Shares of General Electric (GE) rose in early trading even though the world's largest conglomerate posted earnings that fell short of some analysts' expectations. The company, which has weathered the uncertain economy well, is worth picking up for investors with low to moderate tolerance for risk.
Profit from continuing operations at the Fairfield, Conn. company rose 7% to $4 billion, or 38 cents a share, fueled by gains in the transportation and energy, oil & gas businesses. Revenue rose 2% to $36.5 billion. Wall Street had expected earnings of 37 cents per share on revenue of $36.8 billion, according to Reuters.
For glass-is-half-full type of investors, there is plenty in GE's earnings to like. For one, the company's industrial and finance businesses are on track to deliver double-digit earnings growth this year.
GE Capital, which had long been a drag on earnings, reported that operating profit rose 31% to $2.1 billion. It even paid a $3 billion dividend to its parent. Transportation profit soared 58% to $282 million as orders for locomotives surged. Energy infrastructure gained 13% to $1.76 billion, even though wind turbine orders plunged ahead of the expiration of a tax credit. Orders in growth markets rose 14%.
Though GE is navigating the unpredictable waters of the world economy fairly well now, the future continues to look uncertain.
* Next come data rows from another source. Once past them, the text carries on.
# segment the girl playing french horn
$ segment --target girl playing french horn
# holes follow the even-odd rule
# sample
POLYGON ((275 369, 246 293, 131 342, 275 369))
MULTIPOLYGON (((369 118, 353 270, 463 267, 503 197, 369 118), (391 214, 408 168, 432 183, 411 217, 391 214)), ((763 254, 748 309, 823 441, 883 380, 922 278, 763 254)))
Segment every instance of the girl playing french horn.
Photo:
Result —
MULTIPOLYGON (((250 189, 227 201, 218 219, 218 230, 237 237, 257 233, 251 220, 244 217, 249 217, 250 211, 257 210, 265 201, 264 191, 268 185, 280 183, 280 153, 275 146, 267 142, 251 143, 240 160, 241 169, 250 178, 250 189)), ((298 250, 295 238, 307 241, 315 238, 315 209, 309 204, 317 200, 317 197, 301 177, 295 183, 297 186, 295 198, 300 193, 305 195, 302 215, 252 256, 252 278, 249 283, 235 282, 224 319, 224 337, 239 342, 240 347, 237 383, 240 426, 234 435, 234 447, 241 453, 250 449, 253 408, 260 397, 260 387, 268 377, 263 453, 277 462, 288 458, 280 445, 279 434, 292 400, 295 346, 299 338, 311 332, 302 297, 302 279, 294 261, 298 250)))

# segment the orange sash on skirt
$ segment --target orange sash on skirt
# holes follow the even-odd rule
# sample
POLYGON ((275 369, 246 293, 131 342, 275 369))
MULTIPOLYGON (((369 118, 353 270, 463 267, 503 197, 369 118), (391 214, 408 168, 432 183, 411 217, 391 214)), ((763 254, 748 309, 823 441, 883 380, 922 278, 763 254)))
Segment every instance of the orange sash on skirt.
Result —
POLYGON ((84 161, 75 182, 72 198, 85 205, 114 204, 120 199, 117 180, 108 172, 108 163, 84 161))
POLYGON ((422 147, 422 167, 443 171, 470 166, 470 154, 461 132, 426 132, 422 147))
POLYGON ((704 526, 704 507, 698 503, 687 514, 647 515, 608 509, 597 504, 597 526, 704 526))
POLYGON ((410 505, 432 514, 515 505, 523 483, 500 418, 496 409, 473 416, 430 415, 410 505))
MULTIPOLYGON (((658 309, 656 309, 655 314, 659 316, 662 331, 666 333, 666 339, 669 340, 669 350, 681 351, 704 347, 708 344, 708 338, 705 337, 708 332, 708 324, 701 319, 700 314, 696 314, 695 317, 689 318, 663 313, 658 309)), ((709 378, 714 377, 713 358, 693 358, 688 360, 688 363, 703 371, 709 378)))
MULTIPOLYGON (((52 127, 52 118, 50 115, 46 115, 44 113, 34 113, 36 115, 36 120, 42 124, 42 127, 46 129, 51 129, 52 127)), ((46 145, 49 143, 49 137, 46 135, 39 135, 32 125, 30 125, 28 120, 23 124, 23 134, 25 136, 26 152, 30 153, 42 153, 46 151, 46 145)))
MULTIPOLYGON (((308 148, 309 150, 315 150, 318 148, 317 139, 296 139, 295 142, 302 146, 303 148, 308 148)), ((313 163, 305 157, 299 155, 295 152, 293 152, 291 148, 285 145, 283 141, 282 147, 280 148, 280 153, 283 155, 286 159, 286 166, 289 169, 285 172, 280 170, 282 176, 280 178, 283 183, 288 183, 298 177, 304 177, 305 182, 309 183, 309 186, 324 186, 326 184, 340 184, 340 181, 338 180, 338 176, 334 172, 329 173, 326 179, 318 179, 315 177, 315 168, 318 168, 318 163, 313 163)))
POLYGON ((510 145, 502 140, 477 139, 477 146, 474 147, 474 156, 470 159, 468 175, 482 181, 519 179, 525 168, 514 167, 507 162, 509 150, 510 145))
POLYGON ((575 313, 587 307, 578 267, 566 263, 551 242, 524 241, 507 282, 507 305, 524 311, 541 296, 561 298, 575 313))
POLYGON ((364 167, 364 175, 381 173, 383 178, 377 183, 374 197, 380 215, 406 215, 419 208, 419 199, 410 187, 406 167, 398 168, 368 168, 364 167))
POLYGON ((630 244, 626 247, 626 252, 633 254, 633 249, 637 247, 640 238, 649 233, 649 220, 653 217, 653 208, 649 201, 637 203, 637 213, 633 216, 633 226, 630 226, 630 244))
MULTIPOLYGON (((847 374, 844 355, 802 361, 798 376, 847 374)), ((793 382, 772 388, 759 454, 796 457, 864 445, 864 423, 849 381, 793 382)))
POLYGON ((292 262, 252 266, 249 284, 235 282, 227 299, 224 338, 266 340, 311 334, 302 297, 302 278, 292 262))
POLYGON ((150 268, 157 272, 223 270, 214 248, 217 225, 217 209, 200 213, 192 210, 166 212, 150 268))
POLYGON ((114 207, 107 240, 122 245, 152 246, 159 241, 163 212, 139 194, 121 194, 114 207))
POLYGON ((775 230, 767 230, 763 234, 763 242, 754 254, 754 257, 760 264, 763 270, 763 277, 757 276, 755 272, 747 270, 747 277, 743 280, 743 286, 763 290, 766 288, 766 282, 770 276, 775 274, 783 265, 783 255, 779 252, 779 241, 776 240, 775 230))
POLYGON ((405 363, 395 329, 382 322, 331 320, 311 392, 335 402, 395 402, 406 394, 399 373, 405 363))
Many economists are predicting that growth will continue to sputter as the debt crisis in Europe rages and members of Congress try to avoid the so-called fiscal cliff. For GE this means that orders could be canceled or that customers will ask for and get steep price discounts, which would further pressure margins. The picture, however, isn't all bleak.
Growth in developing countries, key GE markets, is expected to top 5% this year, according to the World Bank. A recovery in the housing market should bolster GE's appliances business as homeowners buy newer models to make their properties more attractive to potential buyers. Any economic improvement will also help GE Capital, which lends money to businesses.
Wall Street hasn't lost faith in GE CEO Jeffrey Immelt. The average 52-week price target on the stock is $22.50, more than 10% above where it currently trades. GE's stock has a price-to-earnings ratio of about 16, well under the average for the sector of 18.45, according to Reuters. In addition, GE pays a dividend that yields 3.4%.
But investors need to have realistic expectations. GE is not a growth stock. Revenue this year is expected to rise 1.8% to $150.01 billion. That means that an economic rising tide would have to be pretty huge to make much of a difference. Nonetheless, GE can muddle through most economies just fine.